Aditi Shankar, an eight-year-old girl, has become the first child in the UK to receive a kidney transplant that does not require her to take long-term immunosuppressants.
Immunosuppressants, also known as anti-rejection drugs, are required after a transplant to help prevent the immune system from attacking or rejecting the donor organ.
The drugs usually need to be taken daily for life but Shankar stopped taking the drugs a month after her surgery.
Shankar has an extremely rare inherited condition, Schimke’s immuno-osseous dysplasia (SIOD), which weakened her immune system and meant her kidneys were failing.
According to BBC, the surgery, carried out by doctors at Great Ormond Street Hospital (GOSH) was made possible by reprogramming her immune system before giving her the new kidney.
First, a bone-marrow transplant using stem cells from her mother, rebuilt Aditi’s immune system.
Six months later, she had a kidney transplant, also donated by her mother, and her immune system accepted the organ.
Within weeks of the transplant, Aditi was taken off immunosuppression.
She is now back at school, with both her immune system and transplanted kidney working normally.
Stephen Marks, children’s kidney specialist at GOSH, says Aditi’s treatment appears to have been a success.

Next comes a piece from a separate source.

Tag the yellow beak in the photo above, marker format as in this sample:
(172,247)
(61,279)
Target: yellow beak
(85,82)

“She is the first patient in the UK who has had a kidney transplant to not require immunosuppressive medication after the surgery,” he said.
“A month after the transplant, we were able to take her off all of her immunosuppression, which means she doesn’t get the side-effects of the drugs.
“It really is great to see that she is an active eight-year-old girl, back to school, able to have an excellent quality of life.”